Page 1 of 1

OCR - multilanguage use

Posted: Fri Mar 02, 2012 10:48 am
by kejos
Hi,
is there any possibility to recognize two or more language text in the same time?

For example, if on one page of document there are Thai language and it's translation in French. Could I convert these texts in one time?

Greets
kejos

Re: OCR - multilanguage use

Posted: Fri Mar 02, 2012 11:04 am
by Tracker Supp-Stefan
Hello Kejos,

I am afraid that this is not currently possible.
If you have the Thai and the French translations on separate pages - then you can easily OCR only the needed pages in a specific language, but it's not possible to tell our OCR to work only with e.g. half a page.

A possbile workaround solution is to duplicate this page - and then cover one of the languages with a white rectangle on the first copy of the page, and the other language on the second copy - then OCR them separately with the appropriate language selected in the OCR tool.

Best,
Stefan

Re: OCR - multilanguage use

Posted: Fri Mar 02, 2012 12:15 pm
by kejos
Thanks Stefan!
kejos

Re: OCR - multilanguage use

Posted: Fri Mar 02, 2012 12:23 pm
by Tracker Supp-Stefan
:)

Re: OCR - multilanguage use

Posted: Thu Sep 19, 2013 8:51 am
by Ludwig
Hi there,
I just want to support Kejos' concern. It would be great if more than one language could be recognised at one scanning. I would prefer the option of ocr-ing a document in several languages simultaneously rather than telling the programm which parts should be ocr-ed in which language. By this I mean I would like to have the option of enabling two or three languages before ocr-ing so every single word can be checked in these languages and at the end a text layer is added in the language this certain word is most likely to be part of. Of course the ocr-ing itself will take twice or three times as long as usual. Very often I have documents with two languages on one page.
Please see the sample file with (Ancient)Greek and German: I would like "καὶ ἄρχοντα" to be recognised as "και αρχοντα" and not as "kai apxovta" (as the correct transcription would be "kai archonta") whereas the German parts should recognised as such.

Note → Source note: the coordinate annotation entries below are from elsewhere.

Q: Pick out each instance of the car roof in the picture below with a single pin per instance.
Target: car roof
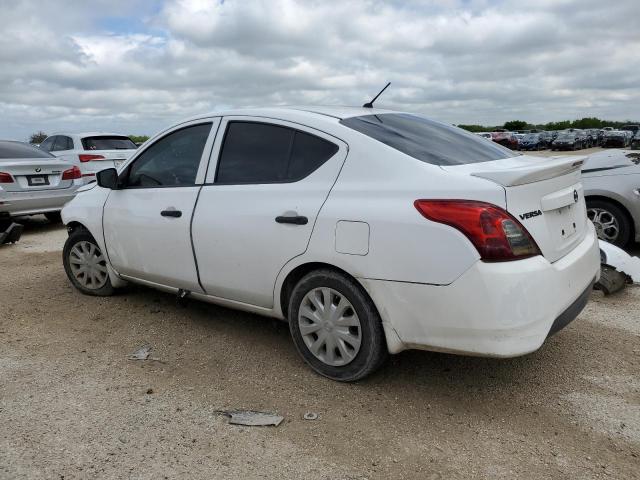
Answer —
(89, 134)
(311, 111)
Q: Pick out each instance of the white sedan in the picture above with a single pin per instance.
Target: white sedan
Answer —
(90, 151)
(34, 182)
(369, 231)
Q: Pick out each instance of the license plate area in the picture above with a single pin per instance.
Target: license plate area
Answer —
(37, 180)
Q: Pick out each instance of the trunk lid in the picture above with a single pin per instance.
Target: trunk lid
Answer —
(544, 194)
(35, 174)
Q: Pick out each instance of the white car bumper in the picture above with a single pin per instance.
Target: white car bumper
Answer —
(494, 309)
(30, 203)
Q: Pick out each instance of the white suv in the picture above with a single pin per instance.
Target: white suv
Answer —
(369, 231)
(91, 151)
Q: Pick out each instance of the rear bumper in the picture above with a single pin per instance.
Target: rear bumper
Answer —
(31, 203)
(494, 309)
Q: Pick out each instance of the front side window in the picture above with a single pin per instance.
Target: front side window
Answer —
(111, 142)
(427, 140)
(172, 161)
(265, 153)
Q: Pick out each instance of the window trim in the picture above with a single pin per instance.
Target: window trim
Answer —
(205, 157)
(229, 121)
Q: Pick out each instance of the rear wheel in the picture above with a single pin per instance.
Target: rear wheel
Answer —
(611, 222)
(85, 264)
(335, 326)
(53, 217)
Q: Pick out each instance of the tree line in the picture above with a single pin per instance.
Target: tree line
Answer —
(513, 125)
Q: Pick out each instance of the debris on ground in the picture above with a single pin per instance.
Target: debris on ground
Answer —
(142, 353)
(611, 281)
(251, 418)
(10, 232)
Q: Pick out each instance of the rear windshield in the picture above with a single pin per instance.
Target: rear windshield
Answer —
(108, 143)
(21, 150)
(427, 140)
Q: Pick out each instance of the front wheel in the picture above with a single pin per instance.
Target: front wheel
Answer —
(85, 264)
(335, 326)
(612, 224)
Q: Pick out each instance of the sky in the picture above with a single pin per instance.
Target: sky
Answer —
(137, 66)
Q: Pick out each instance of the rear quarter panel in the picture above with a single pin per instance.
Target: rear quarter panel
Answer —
(378, 186)
(86, 209)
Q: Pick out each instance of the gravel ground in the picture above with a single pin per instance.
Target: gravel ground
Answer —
(73, 406)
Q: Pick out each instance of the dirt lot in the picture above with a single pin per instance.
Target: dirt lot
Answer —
(73, 406)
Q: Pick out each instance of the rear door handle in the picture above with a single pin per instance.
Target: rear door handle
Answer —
(171, 213)
(294, 220)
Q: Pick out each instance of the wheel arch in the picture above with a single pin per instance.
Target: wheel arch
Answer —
(393, 341)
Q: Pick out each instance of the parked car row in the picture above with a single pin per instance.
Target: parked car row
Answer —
(570, 139)
(40, 180)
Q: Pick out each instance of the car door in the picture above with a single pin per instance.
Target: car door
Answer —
(147, 219)
(258, 206)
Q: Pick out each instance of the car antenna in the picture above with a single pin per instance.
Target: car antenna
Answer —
(370, 104)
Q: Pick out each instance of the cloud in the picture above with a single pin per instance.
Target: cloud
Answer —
(137, 66)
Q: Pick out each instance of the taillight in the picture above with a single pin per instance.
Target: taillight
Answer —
(5, 178)
(85, 157)
(496, 235)
(72, 174)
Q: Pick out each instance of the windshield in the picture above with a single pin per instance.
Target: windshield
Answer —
(427, 140)
(21, 150)
(108, 143)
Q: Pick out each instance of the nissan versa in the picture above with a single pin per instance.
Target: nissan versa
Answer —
(369, 231)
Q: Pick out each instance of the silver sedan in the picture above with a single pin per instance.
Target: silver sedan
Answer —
(611, 182)
(33, 181)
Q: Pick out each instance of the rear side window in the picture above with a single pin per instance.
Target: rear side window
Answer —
(21, 150)
(427, 140)
(108, 143)
(172, 161)
(265, 153)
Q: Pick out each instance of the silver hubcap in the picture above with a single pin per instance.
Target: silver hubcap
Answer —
(329, 326)
(88, 265)
(606, 224)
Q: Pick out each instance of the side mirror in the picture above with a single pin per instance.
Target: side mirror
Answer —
(108, 178)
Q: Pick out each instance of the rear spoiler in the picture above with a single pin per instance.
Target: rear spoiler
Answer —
(538, 171)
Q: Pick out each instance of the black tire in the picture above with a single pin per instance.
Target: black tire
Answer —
(53, 217)
(77, 236)
(373, 348)
(624, 224)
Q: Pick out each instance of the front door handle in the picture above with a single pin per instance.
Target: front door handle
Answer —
(294, 219)
(171, 213)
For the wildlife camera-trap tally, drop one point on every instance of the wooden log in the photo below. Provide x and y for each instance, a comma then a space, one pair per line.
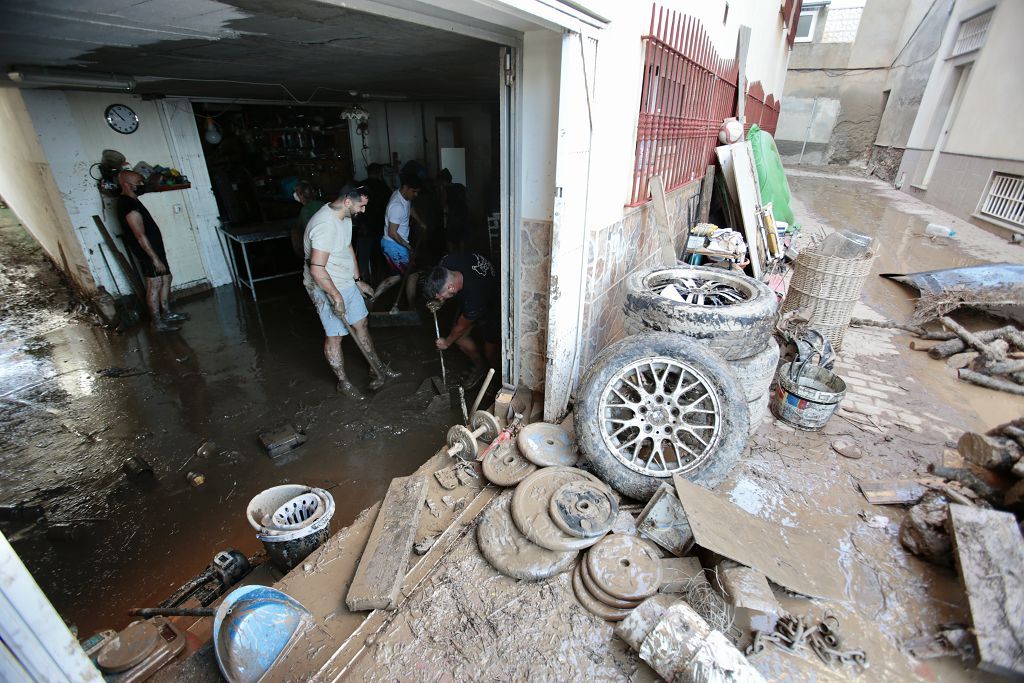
1014, 500
962, 359
972, 340
948, 348
1004, 367
892, 492
990, 382
989, 554
136, 285
915, 330
385, 559
1014, 432
969, 479
994, 453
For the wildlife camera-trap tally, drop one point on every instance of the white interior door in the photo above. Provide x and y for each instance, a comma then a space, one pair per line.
568, 243
963, 76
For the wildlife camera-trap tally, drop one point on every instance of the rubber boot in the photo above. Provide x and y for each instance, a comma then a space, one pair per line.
381, 373
345, 387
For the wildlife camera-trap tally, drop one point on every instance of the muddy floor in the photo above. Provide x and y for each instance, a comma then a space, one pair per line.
903, 410
78, 400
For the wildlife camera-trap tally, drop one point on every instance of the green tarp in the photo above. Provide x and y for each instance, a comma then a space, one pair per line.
771, 175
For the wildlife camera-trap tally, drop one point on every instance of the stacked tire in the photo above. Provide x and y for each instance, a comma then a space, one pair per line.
730, 313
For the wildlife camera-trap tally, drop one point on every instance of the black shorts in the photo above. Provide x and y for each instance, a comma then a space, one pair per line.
145, 263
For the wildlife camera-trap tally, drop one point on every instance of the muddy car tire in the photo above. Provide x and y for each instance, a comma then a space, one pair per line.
655, 404
735, 331
757, 372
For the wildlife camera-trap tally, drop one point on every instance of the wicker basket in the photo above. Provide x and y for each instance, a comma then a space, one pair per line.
827, 289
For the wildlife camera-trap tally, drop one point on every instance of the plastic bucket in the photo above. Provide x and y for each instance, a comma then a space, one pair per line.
808, 400
291, 520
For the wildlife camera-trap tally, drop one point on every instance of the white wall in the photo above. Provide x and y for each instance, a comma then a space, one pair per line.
73, 133
538, 122
28, 185
988, 123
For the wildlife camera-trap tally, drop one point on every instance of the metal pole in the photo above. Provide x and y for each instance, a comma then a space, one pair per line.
807, 133
440, 353
483, 387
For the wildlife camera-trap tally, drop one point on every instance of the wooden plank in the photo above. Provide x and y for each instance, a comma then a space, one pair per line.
706, 189
793, 557
662, 224
989, 553
136, 285
385, 559
892, 492
749, 202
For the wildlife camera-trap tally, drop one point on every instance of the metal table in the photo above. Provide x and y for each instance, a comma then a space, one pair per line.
247, 235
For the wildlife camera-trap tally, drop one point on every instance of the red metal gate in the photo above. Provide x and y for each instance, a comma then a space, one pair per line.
688, 89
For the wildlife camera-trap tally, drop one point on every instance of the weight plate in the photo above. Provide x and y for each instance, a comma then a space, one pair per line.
531, 502
505, 466
584, 509
510, 552
459, 434
489, 423
625, 566
129, 648
592, 604
594, 590
548, 445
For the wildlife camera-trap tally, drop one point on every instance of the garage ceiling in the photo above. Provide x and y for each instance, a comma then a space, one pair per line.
263, 49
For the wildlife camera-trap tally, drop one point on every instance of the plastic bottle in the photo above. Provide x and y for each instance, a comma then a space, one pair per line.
936, 230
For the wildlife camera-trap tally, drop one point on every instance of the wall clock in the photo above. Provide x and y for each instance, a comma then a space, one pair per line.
122, 119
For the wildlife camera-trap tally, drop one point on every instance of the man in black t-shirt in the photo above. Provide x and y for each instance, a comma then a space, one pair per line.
144, 241
472, 282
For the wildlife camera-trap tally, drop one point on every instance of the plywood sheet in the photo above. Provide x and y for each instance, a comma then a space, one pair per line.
989, 555
385, 559
792, 557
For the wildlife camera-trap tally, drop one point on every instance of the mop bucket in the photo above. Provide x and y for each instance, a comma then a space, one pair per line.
292, 521
806, 395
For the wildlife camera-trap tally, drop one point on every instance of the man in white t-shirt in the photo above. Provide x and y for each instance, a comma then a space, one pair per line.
394, 244
331, 276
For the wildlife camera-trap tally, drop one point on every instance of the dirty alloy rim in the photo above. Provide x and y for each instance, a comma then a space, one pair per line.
698, 290
660, 417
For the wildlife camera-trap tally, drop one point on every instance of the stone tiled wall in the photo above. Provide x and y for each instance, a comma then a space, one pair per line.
535, 271
613, 252
626, 246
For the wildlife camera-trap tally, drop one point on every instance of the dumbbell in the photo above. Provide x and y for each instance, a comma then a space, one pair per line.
462, 442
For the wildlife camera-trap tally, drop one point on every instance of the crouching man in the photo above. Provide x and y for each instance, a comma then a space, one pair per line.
332, 279
471, 281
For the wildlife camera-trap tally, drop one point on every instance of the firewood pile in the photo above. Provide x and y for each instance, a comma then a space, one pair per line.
992, 358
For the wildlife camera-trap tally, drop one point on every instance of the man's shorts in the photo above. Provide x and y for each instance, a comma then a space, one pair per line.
355, 309
397, 256
145, 263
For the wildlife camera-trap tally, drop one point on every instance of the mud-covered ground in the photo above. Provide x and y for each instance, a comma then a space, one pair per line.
110, 542
903, 410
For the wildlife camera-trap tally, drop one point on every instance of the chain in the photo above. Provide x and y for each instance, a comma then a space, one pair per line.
793, 633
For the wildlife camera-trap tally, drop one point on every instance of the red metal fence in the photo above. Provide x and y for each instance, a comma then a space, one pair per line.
688, 89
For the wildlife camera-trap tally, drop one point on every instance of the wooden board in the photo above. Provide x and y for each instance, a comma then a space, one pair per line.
749, 201
792, 557
385, 559
989, 554
706, 189
892, 492
662, 223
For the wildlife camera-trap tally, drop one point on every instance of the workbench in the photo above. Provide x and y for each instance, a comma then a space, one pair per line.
247, 235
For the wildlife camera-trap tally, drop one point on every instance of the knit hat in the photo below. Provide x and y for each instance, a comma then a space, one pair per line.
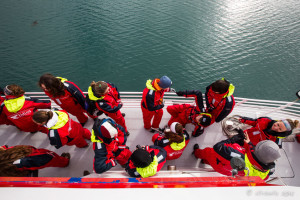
141, 158
267, 151
205, 120
108, 130
164, 82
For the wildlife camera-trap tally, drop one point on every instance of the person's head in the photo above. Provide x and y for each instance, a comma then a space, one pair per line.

Very often I also have scans of bilingual books where two pages are one one (landscape) page then. This means on the left side is French for example and on the right English. In this case my suggested option of scanning simultaneously would be more helpful.

Best regards,
Ludwig
Sample.pdf
(1.3 MiB) Downloaded 297 times

Re: OCR - multilanguage use

Posted: Thu Sep 19, 2013 12:17 pm
by Tracker Supp-Stefan
Hello Ludwig,

Automatically recognizing different languages especially if they are using similar or worse - the same alphabet could be quite tricky, and I can't make any promises that it will be available. As mentioned before (in another topic I believe) - we are considering an option to allow you to specify zones to be OCRed and selecting a specific (but only one) language for that zone.

Regards,
Stefan